Dans la cuisine où le chef reçoit et répond aux questions, tout en travaillant à la mise en place du prochain service, chacun a sa place. La mécanique cuisinière rejoint la précision horlogère. Tout semble facile, élégant, harmonieux. De temps à autres, Donckele apostrophe un chef de partie ou un commis et l’invite à surveiller ici une sauce, là une cuisson.
Les brouillards de 2020 et du début 2021 se dissipent. L’horizon est clair, dégagé de tout nuage et la nature optimiste du cuisinier prend volontiers le dessus : “La génération qui arrive nourrit de vraies obsessions et affiche plus de valeurs qu’auparavant. Elle revendique de vraies idées et un réel sens du partage. Les jeunes sont nombreux à avoir pris conscience de la valeur humaine et du produit”. Le produit, c’est l’autre idée fixe du “plus grand chef étoilé du monde 2019” qui résume sa pensée en une phrase : “Le produit n’est pas une abstraction mais une obsession… Ça résume bien ce que je pense vous ne trouvez pas ?”. Sans le producteur, il n’y a pas de bons produits garants d’une bonne cuisine. “Aujourd’hui, je rencontre de plus en plus de passionnés, des gens habités qui ne travaillent pas pour un métier mais pour une passion. Ils ont le respect de la terre” assure-t-il.
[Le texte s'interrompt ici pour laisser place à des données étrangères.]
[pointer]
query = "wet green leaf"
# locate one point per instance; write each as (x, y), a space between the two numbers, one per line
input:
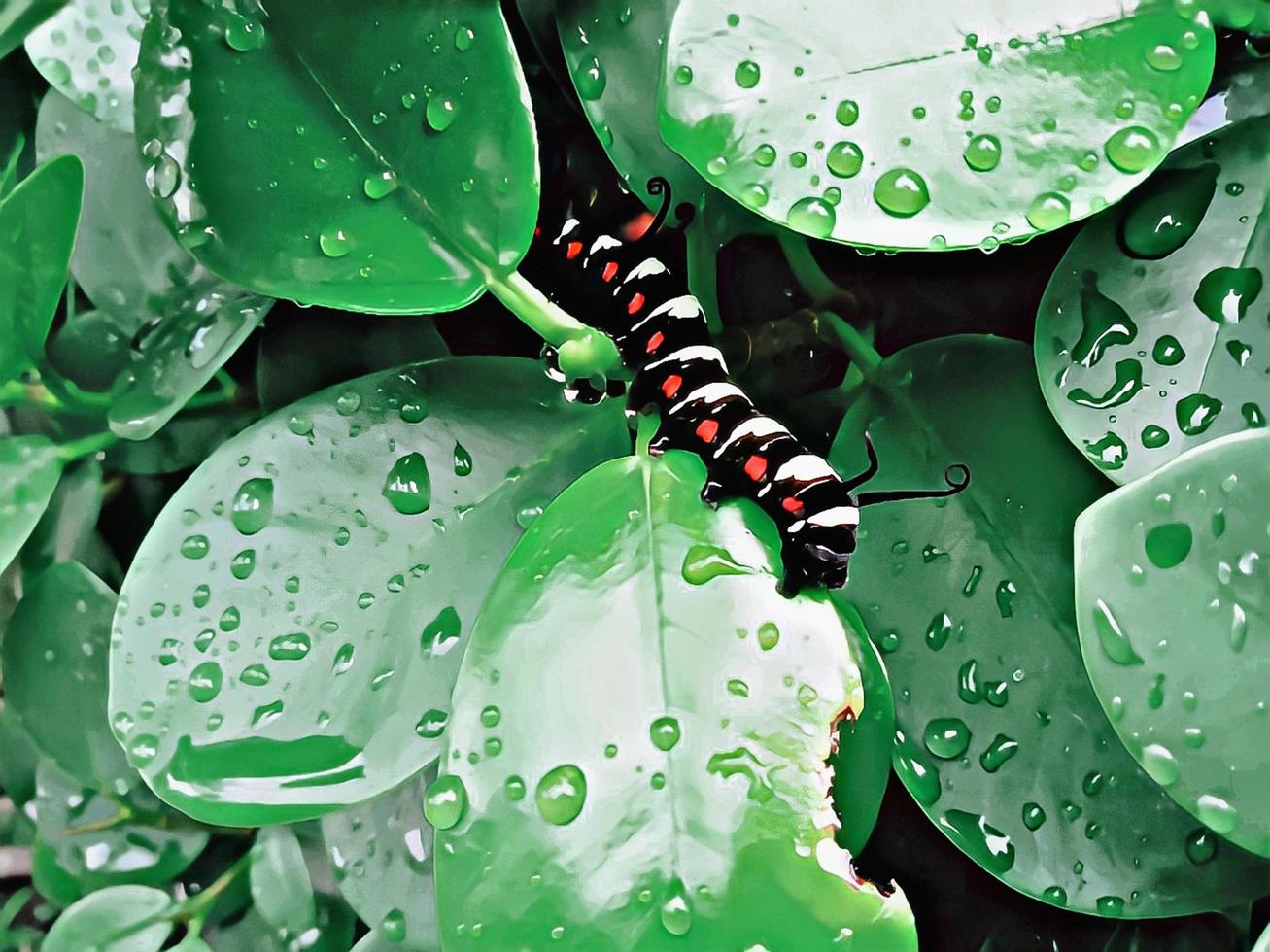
(1000, 736)
(117, 919)
(985, 123)
(19, 17)
(86, 52)
(1186, 697)
(93, 843)
(311, 587)
(56, 646)
(669, 729)
(1152, 336)
(394, 174)
(281, 889)
(861, 762)
(37, 234)
(29, 468)
(381, 853)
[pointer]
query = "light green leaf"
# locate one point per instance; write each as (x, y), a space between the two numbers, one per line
(1186, 696)
(1001, 739)
(29, 468)
(56, 646)
(117, 919)
(395, 174)
(86, 52)
(311, 598)
(646, 720)
(1152, 329)
(930, 123)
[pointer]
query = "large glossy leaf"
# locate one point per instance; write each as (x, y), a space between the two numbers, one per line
(29, 468)
(1152, 331)
(930, 123)
(393, 174)
(56, 650)
(1000, 736)
(117, 919)
(381, 853)
(1187, 697)
(37, 235)
(309, 591)
(639, 733)
(86, 51)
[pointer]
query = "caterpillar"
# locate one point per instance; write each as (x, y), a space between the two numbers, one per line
(632, 294)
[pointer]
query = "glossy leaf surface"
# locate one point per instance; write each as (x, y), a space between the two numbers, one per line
(1189, 545)
(311, 587)
(392, 174)
(86, 52)
(29, 468)
(1152, 335)
(37, 235)
(666, 787)
(931, 123)
(381, 853)
(1000, 736)
(56, 673)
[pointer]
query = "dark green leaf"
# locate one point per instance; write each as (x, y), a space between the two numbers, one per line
(381, 853)
(1150, 338)
(1186, 697)
(394, 174)
(1000, 736)
(938, 123)
(311, 599)
(37, 234)
(29, 468)
(57, 646)
(117, 919)
(659, 768)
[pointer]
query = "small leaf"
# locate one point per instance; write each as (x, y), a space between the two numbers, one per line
(29, 468)
(1189, 545)
(281, 889)
(383, 856)
(395, 174)
(116, 919)
(936, 124)
(57, 646)
(1000, 737)
(1150, 338)
(667, 729)
(311, 621)
(37, 235)
(86, 52)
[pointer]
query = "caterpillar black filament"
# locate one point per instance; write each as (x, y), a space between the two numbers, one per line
(661, 331)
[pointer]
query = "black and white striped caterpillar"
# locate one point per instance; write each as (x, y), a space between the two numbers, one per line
(633, 296)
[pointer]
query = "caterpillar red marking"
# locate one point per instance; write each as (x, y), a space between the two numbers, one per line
(662, 334)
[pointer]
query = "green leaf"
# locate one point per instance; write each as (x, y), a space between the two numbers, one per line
(94, 843)
(29, 468)
(1147, 333)
(281, 889)
(383, 857)
(311, 617)
(940, 123)
(617, 691)
(1186, 697)
(395, 174)
(37, 235)
(19, 17)
(1000, 737)
(117, 919)
(861, 761)
(86, 52)
(56, 646)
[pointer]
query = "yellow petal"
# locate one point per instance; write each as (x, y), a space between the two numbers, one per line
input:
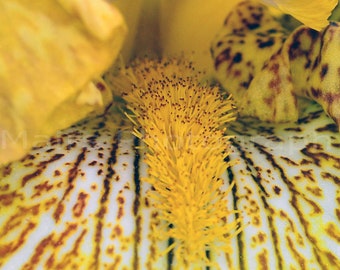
(312, 13)
(49, 50)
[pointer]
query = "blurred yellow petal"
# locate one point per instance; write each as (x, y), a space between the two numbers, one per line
(49, 51)
(312, 13)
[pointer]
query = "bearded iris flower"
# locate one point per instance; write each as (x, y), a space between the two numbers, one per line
(95, 196)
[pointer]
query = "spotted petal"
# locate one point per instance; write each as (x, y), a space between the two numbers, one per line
(78, 201)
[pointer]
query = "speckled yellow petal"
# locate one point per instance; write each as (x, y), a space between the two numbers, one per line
(78, 202)
(266, 68)
(50, 50)
(312, 13)
(248, 66)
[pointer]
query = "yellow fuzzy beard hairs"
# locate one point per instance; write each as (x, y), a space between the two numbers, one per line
(266, 68)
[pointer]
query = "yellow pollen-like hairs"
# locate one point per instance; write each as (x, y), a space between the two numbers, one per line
(182, 124)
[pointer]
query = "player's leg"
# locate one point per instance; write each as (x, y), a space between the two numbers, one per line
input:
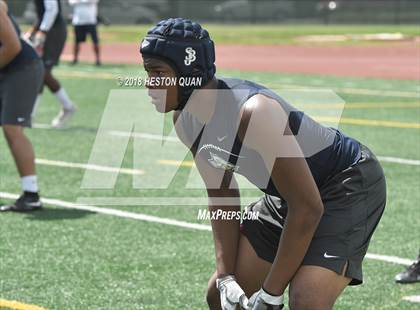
(95, 40)
(254, 252)
(354, 201)
(16, 114)
(250, 273)
(76, 46)
(315, 288)
(53, 47)
(21, 149)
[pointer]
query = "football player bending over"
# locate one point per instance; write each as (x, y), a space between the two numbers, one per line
(324, 191)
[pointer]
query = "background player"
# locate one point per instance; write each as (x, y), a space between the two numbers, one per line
(49, 36)
(20, 67)
(319, 211)
(85, 19)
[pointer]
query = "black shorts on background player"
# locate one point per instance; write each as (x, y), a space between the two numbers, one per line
(81, 32)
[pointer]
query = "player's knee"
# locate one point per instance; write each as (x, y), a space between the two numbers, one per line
(213, 297)
(301, 299)
(12, 133)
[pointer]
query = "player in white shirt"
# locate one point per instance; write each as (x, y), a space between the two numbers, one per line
(84, 21)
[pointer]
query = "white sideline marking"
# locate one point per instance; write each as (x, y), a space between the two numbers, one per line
(348, 90)
(167, 221)
(390, 259)
(114, 212)
(58, 163)
(142, 135)
(414, 298)
(397, 160)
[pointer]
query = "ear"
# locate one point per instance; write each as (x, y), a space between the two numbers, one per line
(3, 6)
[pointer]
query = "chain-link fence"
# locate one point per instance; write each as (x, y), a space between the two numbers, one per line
(250, 11)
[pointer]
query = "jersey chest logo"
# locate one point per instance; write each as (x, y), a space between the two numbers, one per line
(220, 163)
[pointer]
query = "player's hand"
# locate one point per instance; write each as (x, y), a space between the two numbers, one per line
(28, 37)
(261, 300)
(231, 294)
(39, 41)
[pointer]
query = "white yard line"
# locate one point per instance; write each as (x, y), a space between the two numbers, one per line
(115, 212)
(397, 160)
(346, 90)
(414, 298)
(167, 221)
(58, 163)
(148, 136)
Dans ce Panthéon des gens de conviction, le chef de Cheval blanc Saint-Tropez cite Yann Ménard et son magnifique potager de 8 hectares à Cogolin, ou les “vinaigres exceptionnels” de David Doczekalski, compagnon du tour de France, installé à Callas depuis 2003.
Portant un regard mondialisé sur la gastronomie, le chef natif de Rouen, en Normandie, estime qu’elle se porte très bien en France d’abord, et dans le monde, ensuite. “C’est comme une toile de maître qui grandit et couvre toute la planète”, assène-t-il. Toujours sans se départir d’un revigorant optimisme, Donckele imagine un futur où il y aura de plus en plus de tables gastronomiques car, en dépit de la conjoncture, le secteur est appelé à se développer. “Ce qui a changé, c’est qu’aujourd’hui on trouve de grandes assiettes avec de grands produits dans des univers très humbles. Jadis, la gastronomie avait besoin d’argenterie et de lourdes nappes blanches et je constate qu’aujourd’hui, les codes du luxe ne sont plus indispensables, toute la concentration se porte sur l’ingrédient et son travail”...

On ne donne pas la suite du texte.